Philosophieren mit Kindern: „Wird denn hier keiner wütend?“
Wut ist ein großes Thema bei einem Großteil der Familien und viele von euch können bestimmt auch ein Lied davon singen. Schon Erwachsene haben manchmal Schwierigkeiten damit, Wut zu kontrollieren. Für Kinder ist das natürlich noch viel schwieriger. Das mächtige Gefühl kann sie überrollen und ganz schön heftig werden, ist aber auch wichtig für die kindliche Entwicklung. Wut soll nicht einfach unterdrückt oder „herunter geschluckt“ werden, aber trotzdem soll gelernt werden, diese im Laufe der Zeit besser in den Griff zu bekommen. Das neue „Wird denn hier keiner wütend?„* von Toon Tellegen und Marc Boutavant ist ein ganz besonderes Buch zu dem Thema, das in zehn verschiedenen Geschichten aus ganz unterschiedlicher Perspektive betrachtet wird.
So viele Facetten der Wut
Die Feuerkröte hat heute richtig schlechte Laune und lässt das bei den anderen Tieren aus! Als der Igel ihr freundlich die Tür öffnet, geht sie auf ihn zu und reißt ihm die Stacheln aus. Weiter geht es zur Schnecke, der die den Fühler fies umdreht und zum Elefanten, dem sie einen Knoten in den Rüssel macht. Bei jedem Tier fragt sie die Tiere „Wie nennst du das, wie du dich jetzt fühlst?“. Die Kröte möchte, dass ihr Gegenüber richtig wütend wird, aber nie scheint es für sie zu passen, nie spürt sie richtige Wut. Zusammen überlegten die geärgerten Tiere auch, ob sie denn überhaupt richtig wütend werden können.

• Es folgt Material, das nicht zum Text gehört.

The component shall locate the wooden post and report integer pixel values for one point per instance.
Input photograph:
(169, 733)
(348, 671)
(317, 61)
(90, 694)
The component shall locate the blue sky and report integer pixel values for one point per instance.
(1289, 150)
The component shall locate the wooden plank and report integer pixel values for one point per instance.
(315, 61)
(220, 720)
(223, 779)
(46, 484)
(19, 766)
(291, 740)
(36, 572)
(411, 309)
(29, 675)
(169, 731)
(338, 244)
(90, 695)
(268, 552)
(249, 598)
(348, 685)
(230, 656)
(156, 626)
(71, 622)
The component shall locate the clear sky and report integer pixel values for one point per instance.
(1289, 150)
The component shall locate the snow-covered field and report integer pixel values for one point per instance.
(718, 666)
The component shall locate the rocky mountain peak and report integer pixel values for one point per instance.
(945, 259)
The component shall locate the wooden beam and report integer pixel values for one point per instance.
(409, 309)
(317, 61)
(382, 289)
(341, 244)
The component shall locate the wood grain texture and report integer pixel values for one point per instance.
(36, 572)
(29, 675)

In der zweiten Geschichte sitzt das Eichhörnchen traurig in seiner Wohnung, weil die Ameise auf eine Reise gegangen ist und vielleicht nie wieder kommt. Es fragt sich nun, ob alles traurig werden kann, Lebewesen wie Dinge. Und tatsächlich, die Wände antworten ihr, dass sie auch traurig seien, und wütend, weil die Ameise fort ist! Wir treffen noch im weiteren Verlauf auf eine Schlange, die immer wütend ist und genau deswegen noch wütender ist und auf eine Grille, die den Bären eigentlich wegen einiger Eigenarten nicht einladen mag, dann aber dennoch genau das mit Freude tut. Eine Gottesanbeterin ärgert sich über einen Riss in ihrem guten Mantel und noch viel mehr, bis sie merkt, dass man auch alleine mit einem souveränen Auftritt (und ohne schicken Mantel) sehr elegant sein kann.

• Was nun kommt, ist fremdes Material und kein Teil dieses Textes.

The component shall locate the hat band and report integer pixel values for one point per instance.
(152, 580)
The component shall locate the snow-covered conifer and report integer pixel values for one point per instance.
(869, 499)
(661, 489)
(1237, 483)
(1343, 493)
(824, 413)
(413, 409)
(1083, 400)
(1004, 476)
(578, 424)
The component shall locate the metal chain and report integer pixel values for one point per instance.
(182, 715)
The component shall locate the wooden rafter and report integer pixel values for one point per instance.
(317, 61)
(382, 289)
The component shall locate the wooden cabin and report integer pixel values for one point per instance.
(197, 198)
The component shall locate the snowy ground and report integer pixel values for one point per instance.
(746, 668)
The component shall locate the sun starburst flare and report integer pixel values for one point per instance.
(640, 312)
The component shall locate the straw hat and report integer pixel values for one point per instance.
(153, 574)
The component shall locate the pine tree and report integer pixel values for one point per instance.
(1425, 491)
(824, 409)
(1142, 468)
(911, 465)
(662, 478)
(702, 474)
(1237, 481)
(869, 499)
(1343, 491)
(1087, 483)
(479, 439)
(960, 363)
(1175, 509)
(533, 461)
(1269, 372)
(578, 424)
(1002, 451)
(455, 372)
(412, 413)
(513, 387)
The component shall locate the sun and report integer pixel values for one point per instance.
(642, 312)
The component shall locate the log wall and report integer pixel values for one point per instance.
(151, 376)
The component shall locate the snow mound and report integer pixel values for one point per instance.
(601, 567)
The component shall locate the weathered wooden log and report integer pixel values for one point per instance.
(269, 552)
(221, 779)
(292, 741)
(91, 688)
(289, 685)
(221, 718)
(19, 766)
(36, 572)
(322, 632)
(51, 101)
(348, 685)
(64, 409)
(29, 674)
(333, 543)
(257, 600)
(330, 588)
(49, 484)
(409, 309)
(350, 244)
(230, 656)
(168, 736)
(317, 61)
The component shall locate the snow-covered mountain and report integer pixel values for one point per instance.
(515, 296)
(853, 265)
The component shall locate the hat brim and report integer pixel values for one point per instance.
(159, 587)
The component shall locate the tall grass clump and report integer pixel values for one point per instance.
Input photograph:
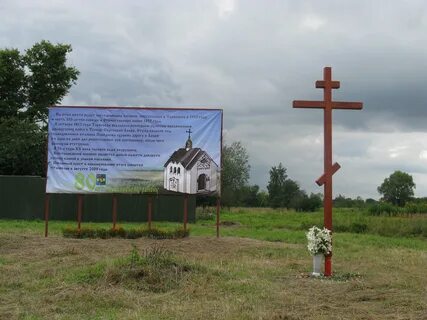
(119, 232)
(384, 209)
(155, 269)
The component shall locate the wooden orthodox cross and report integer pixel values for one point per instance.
(189, 132)
(327, 84)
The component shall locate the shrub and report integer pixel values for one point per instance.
(383, 208)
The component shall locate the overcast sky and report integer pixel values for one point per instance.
(252, 58)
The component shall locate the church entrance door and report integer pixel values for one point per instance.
(201, 182)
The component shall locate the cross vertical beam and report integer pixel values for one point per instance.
(327, 84)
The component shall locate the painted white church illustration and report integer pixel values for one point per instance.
(191, 170)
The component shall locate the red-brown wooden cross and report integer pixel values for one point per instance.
(327, 84)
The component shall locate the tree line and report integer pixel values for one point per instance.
(30, 83)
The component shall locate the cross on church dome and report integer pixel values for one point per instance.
(189, 143)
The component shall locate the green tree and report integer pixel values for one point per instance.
(398, 188)
(281, 190)
(235, 173)
(13, 85)
(22, 147)
(235, 166)
(29, 84)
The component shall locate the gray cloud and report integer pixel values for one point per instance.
(252, 59)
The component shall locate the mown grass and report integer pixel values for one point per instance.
(238, 276)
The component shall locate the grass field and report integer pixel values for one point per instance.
(258, 269)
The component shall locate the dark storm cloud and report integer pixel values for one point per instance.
(252, 59)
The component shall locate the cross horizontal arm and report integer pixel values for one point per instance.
(347, 105)
(308, 104)
(322, 84)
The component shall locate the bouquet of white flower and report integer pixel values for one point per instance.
(319, 241)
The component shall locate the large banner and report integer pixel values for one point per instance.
(134, 150)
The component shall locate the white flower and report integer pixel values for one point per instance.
(319, 241)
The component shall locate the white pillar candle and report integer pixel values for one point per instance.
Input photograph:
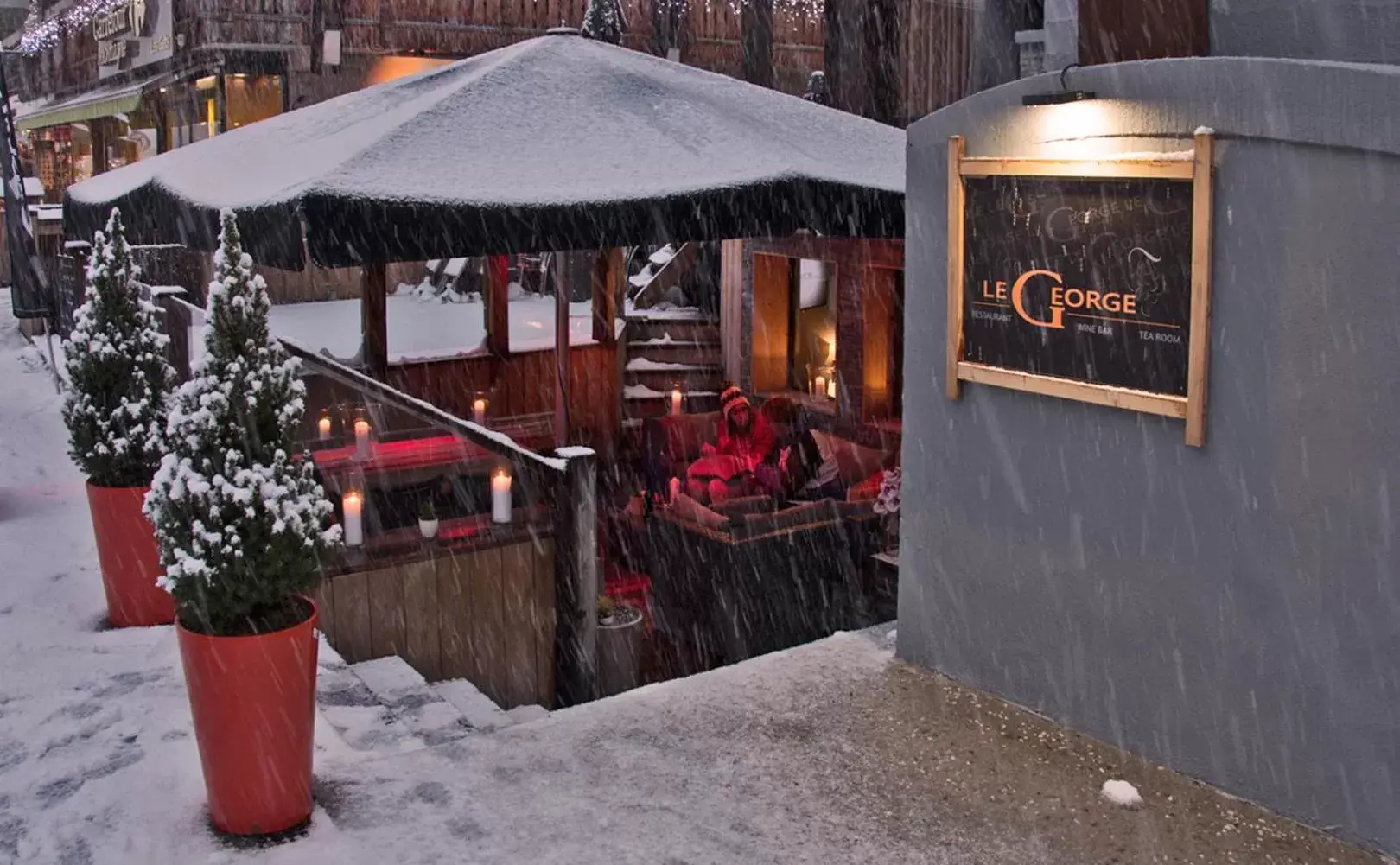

Die Ameise wiederum wacht an einem regnerischen Tag auf und spürt, dass die Wut bei ihr ist und auch nicht weg geht. Sie ringt mit der Wut, spürt sie in ihrem Kopf, zertrümmert einen Stuhl – bis das Eichhörnchen an der Tür klingelt. Als es fragt, ob es mit hinunter zum Fluss kommen möchte, spürt die Ameise, dass die Wut verschwindet. Das wird ein schöner Tag!
So komplex ist die Gefühlswelt
Die Geschichten über die Wut der Tiere sind nicht ganz einfach zu verstehen und sicherlich auch nicht etwas für jede Familie oder für kleine Kinder. Sie erinnern ein wenig an alte Fabeln und sind wunderbar zum Philosophieren mit Kindern geeignet. Es geht vor allem in der ersten Geschichte recht rabiat zu und es besteht nach dem Vorlesen wahrscheinlich Redebedarf. Auch einige der anderen Geschichten sind so metaphorisch geschrieben, dass die Kinder es vielleicht nicht ohne Nachbesprechung ganz verstehen. Aber genau darin liegt auch die Stärke des Buches: es regt zum Nachdenken und Diskutieren über dieses wichtige Gefühl an. Es sind aber keine Geschichten zum entspannten Vorlesen vor dem Schlafengehen. Die feinen Illustrationen sind wunderschön anzusehen und transportieren eine ganz besondere Stimmung, genau passend zu den tiefen Gefühlen der Tiere. Wir empfehlen dieses Buch für Kinder ab 6 Jahren und für den Einsatz zum Philosophieren mit Kindern.
Wenn ihr Bücher zum Thema Wut sucht, die ein wenig leichter lesbar und auch für jüngere Kinder nutzbar sind, dann schaut euch mal „Wenn ich wütend bin“ oder den wunderbaren „Grolltroll“ an.
Toon Tellegen, Marc Boutavant, Wird denn hier keiner wütend?, Hanser Verlag 2021.
Das Buch wurde uns vom Verlag für eine Rezension zur Verfügung gestellt.